When is a feature done?

  • When AI generates working code?
  • When it passes code review?
  • When it passes security review?
  • When we document it?
  • When we understand it well enough to maintain it?

The definition of “done” is fracturing, and that’s causing product-engineering misalignment.

The Accountability Answer From Product

You asked who’s accountable when AI writes the code. Here’s my answer from a business perspective:

Everyone in the value chain is accountable for their decision:

  • Engineering is accountable for the quality and maintainability of what they ship, whether human or AI-authored
  • Product is accountable for the prioritization and customer impact trade-offs
  • Leadership is accountable for the culture and incentives that drive behavior

But here’s the critical insight: accountability without consequences is theater.

If engineering ships AI code with 45% security flaws but gets rewarded for velocity, accountability is meaningless.

If product pushes for aggressive timelines without asking about AI code quality, accountability is meaningless.

If leadership celebrates feature count without measuring trust erosion, accountability is meaningless.

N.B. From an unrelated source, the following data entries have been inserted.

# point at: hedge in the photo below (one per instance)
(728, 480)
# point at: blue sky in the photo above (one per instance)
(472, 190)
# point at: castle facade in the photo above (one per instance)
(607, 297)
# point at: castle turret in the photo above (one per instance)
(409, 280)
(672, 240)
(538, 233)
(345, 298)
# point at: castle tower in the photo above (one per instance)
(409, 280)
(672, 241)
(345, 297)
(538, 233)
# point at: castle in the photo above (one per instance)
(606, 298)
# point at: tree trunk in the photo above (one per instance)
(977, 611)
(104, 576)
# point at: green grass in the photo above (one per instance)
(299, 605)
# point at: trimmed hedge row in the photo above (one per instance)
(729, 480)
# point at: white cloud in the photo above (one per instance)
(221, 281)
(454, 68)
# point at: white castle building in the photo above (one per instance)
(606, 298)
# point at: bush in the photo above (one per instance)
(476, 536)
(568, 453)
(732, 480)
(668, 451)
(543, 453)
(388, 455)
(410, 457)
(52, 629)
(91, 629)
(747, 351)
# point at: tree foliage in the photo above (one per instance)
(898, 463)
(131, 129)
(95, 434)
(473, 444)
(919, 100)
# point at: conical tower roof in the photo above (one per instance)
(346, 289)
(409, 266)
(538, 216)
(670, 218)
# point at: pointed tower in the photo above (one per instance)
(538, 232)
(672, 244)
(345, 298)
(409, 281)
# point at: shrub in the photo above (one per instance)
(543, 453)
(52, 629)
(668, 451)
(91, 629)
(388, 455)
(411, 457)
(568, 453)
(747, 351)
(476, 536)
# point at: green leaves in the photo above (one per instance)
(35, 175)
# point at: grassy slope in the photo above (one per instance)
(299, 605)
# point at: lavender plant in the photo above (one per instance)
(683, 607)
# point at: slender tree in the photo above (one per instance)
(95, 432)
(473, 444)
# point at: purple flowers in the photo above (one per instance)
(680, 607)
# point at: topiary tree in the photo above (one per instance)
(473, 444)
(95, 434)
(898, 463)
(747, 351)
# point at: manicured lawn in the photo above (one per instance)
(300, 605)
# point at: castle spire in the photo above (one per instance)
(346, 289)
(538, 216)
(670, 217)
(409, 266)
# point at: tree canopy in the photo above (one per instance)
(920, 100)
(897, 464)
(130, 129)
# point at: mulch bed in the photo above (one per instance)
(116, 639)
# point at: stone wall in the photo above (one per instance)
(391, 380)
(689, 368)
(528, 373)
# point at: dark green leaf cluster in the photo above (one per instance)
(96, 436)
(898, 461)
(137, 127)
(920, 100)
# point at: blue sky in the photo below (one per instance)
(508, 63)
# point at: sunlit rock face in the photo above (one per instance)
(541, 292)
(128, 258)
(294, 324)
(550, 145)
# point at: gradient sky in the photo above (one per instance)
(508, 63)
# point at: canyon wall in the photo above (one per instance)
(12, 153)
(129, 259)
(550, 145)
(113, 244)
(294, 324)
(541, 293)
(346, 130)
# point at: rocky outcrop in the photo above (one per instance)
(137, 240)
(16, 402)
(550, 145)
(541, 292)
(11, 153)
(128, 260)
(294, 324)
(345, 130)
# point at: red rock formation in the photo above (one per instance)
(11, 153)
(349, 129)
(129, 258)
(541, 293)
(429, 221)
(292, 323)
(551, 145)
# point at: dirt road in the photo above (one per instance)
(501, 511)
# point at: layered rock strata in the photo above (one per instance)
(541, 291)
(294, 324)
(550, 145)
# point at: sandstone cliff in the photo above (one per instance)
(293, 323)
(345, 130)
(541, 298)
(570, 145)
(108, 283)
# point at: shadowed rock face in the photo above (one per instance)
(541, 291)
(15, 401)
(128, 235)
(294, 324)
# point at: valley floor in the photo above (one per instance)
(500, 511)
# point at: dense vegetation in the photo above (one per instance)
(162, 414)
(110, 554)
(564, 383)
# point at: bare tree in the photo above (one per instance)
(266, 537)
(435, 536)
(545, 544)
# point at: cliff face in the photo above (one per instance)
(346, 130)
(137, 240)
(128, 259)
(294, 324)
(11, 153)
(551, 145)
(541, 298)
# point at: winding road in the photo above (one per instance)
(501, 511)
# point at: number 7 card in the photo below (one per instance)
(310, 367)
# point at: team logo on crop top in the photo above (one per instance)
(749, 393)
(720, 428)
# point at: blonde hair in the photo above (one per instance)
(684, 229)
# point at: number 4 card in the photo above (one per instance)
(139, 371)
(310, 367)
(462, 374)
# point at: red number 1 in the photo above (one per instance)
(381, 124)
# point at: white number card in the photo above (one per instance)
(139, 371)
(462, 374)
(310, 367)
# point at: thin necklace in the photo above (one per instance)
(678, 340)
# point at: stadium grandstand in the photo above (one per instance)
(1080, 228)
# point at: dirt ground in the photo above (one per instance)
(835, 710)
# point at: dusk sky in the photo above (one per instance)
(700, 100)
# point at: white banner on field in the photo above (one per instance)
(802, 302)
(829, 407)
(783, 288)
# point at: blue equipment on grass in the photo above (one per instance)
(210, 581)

The Change I’m Advocating For

I’m pushing our leadership to change how we measure and reward product-engineering success:

New Product Metrics

  • Feature Durability: What percentage of shipped features have zero customer-reported bugs in the first 90 days?
  • Customer Trust Score: NPS trend specifically asking about quality and reliability
  • Competitive Moat: What percentage of features are defensible vs easily replicable?

New Engineering Metrics (in partnership with CTO)

  • AI Code Quality: Defect rate by authorship type (human vs AI-assisted vs AI-authored)
  • Maintenance Burden: Time spent maintaining AI-generated code vs human code
  • IP Defensibility: Percentage of codebase with clear copyright ownership

New Leadership Conversation

Instead of “we shipped 40% more features,” the conversation should be:

  • We shipped X features with Y quality profile and Z customer impact
  • AI contributed N%, with M% requiring rework
  • Our competitive moat is [specific differentiation], not just velocity
  • Customer trust is [trending up/down] based on [data]

The Hard Question

Your payment processing bug incident—where the engineer merged AI code they didn’t fully understand—is a symptom of a deeper problem:

We’ve optimized for shipping speed without optimizing for understanding, ownership, and accountability.

The question isn’t just “who’s accountable when AI writes the code?”

It’s “are we building a business on a foundation we don’t understand, can’t defend, and might not own?”

Because if the answer is yes, that’s not an engineering problem. That’s a business strategy problem.

And no amount of governance frameworks will fix a fundamentally broken incentive structure.